PURPOSE:To eliminate air bubbles and to obtain the magnetic head having high reliability by disposing a core which consists of a magnetic material and has a winding groove and a core which has no winding groove to face each other and adhering the gap-facing surfaces by gap-forming glass having a prescribed compsn., thereby forming a gap. CONSTITUTION:The core 1 which consists of the magnetic material and has the winding groove 1a and the core 2 which as no winding groove are disposed to face each other and the gap G is formed by the gap-forming glass 4 consisting of 40-50mol% SiO2, 6-8mol% Al2O3, 12-15mol% Na2O, and 27-42mol% B2O3. Since the gap G is formed by the glass 4 having such compsn., the glass 4 has no occlusion of gaseous Ar at the time of a sputtering treatment in a gaseous Ar atmosphere and the release of the gaseous Ar is improved by a heat treatment; therefore, the deterioration of the characteristics of the head by the air bubble 6 is prevented and the magnetic head having the high reliability is obtd.

Description

DETAILED DESCRIPTION OF THE INVENTION [Field of Industrial Application] The present invention is applicable to magnetic heads that require high reliability, such as magnetic heads for VTRs, magnetic heads for 70-speed disk drives, and magnetic heads used for computer hard disks.

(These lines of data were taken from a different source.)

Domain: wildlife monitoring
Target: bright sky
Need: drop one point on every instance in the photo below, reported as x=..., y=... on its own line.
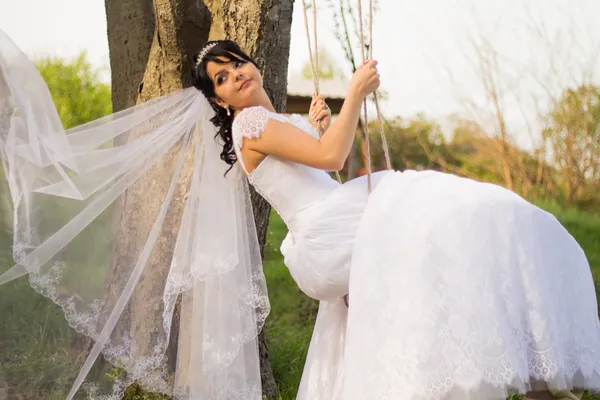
x=419, y=45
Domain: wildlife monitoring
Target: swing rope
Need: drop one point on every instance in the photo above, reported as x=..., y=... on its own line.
x=314, y=62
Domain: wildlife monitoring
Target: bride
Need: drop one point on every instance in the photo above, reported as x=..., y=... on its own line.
x=431, y=286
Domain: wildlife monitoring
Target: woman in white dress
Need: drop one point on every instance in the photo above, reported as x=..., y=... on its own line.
x=457, y=289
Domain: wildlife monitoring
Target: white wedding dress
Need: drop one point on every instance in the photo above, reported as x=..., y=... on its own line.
x=458, y=289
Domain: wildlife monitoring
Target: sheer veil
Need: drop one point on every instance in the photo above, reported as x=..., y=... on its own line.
x=80, y=327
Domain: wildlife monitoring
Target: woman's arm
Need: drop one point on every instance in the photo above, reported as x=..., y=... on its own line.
x=330, y=152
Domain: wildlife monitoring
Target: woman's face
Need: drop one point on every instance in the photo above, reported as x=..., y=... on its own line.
x=237, y=85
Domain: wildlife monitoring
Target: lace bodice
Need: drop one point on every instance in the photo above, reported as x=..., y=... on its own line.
x=289, y=187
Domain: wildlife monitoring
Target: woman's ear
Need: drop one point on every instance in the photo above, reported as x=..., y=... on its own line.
x=220, y=102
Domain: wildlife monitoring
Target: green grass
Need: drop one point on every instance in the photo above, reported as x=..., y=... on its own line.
x=292, y=316
x=289, y=326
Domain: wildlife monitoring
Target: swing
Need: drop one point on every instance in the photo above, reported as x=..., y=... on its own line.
x=314, y=62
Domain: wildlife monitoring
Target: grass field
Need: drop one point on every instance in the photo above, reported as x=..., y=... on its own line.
x=289, y=326
x=292, y=316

It is related to.

[Conventional technology]

Magnetic heads used for VTR70 disk drives or computer hard disk drives have a high recording frequency and are required to have high resolution. Therefore, strict processing accuracy is required in the manufacturing process, and in particular, the gap length must satisfy strict specifications.

To form the gap, various methods such as a molding method and an inflow method have been conventionally used, but recently a sputtering method has generally been used.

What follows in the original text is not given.